Fondatrice du Laboratoire d’histoire et de patrimoine de Montréal

Le colloque témoignera également de l’importance des partenariats dans les travaux du Laboratoire. Les conférenciers invités proviendront à la fois du champ universitaire  et des milieux de la pratique en patrimoine et en muséologie. Ensemble, ils examineront les retombées de leur collaboration et réfléchiront à la façon de renforcer leurs liens. «Le laboratoire a réalisé plusieurs projets de recherche et d’expositions avec, notamment, le Musée McCord, l’Écomusée du fier monde, le Centre d’histoire de Montréal, Bibliothèque et Archives nationales du Québec, le ministère de la Culture, la Ville de Montréal et des associations de quartier», rappelle Joanne Burgess.

Une histoire montréalaise

Au cours des 10 dernières années, le Laboratoire a mené de nombreuses recherches dans le domaine de l’histoire urbaine, qui ont donné lieu à des publications scientifiques, à des colloques et à des expositions. «Nous avons organisé, notamment, un colloque sur l’évolution des structures municipales et de la participation citoyenne depuis la Nouvelle-France jusqu’à aujourd’hui, et un autre sur l’histoire, la mise en valeur et l’interprétation patrimoniale du Vieux-Montréal», souligne la professeure.

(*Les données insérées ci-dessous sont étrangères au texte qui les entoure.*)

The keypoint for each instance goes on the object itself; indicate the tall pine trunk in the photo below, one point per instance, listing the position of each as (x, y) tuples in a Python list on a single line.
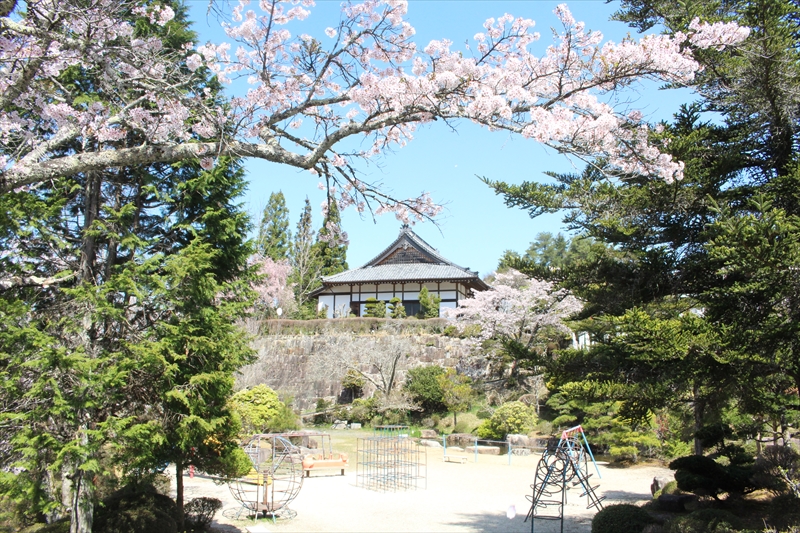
[(699, 406), (179, 492), (82, 495)]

Le Laboratoire s’est beaucoup intéressé à l’histoire des espaces urbains montréalais – quartiers, rues – en l’inscrivant dans une dynamique économique et sociale. «Le professeur Paul-André Linteau a ainsi publié un ouvrage sur l’histoire économique, sociale et culturelle de la rue Sainte-Catherine, à la suite d’une exposition», note Joanne Burgess. D’autres travaux ont été entrepris sur la vie commerciale et ses acteurs, comme  le rôle des grands magasins, aux 19e et 20e siècles.

En 2012, la professeure a reçu une importante subvention de plus de 2 millions de dollars du Conseil de recherches en sciences humaines du Canada (CRSH) pour un vaste chantier de recherches intitulé Montréal, plaque tournante des échanges : histoire, patrimoine, devenir. Ce chantier chapeaute plusieurs projets de recherche et réunit une vingtaine de chercheurs et collaborateurs. L’objectif est de brosser un portrait historique du rôle de Montréal comme carrefour social, économique et culturel, et comme moteur du développement durant les années –1820 à 1960 – où la ville jouissait du statut de métropole canadienne.

Patrimoine méconnu

Le Laboratoire a toujours manifesté un intérêt particulier pour le patrimoine industriel, lequel regroupe des éléments matériels (bâtiments, équipements, machines, outils) et immatériels (savoir-faire reliés au monde du travail, histoires d’entreprises). Les activités de production et de transformation liées à l’industrialisation de Montréal ont laissé de nombreuses traces patrimoniales, qu’il s’agisse de bâtiments industriels, de logements ou de quartiers ouvriers, qui ont contribué à dessiner un paysage urbain particulier.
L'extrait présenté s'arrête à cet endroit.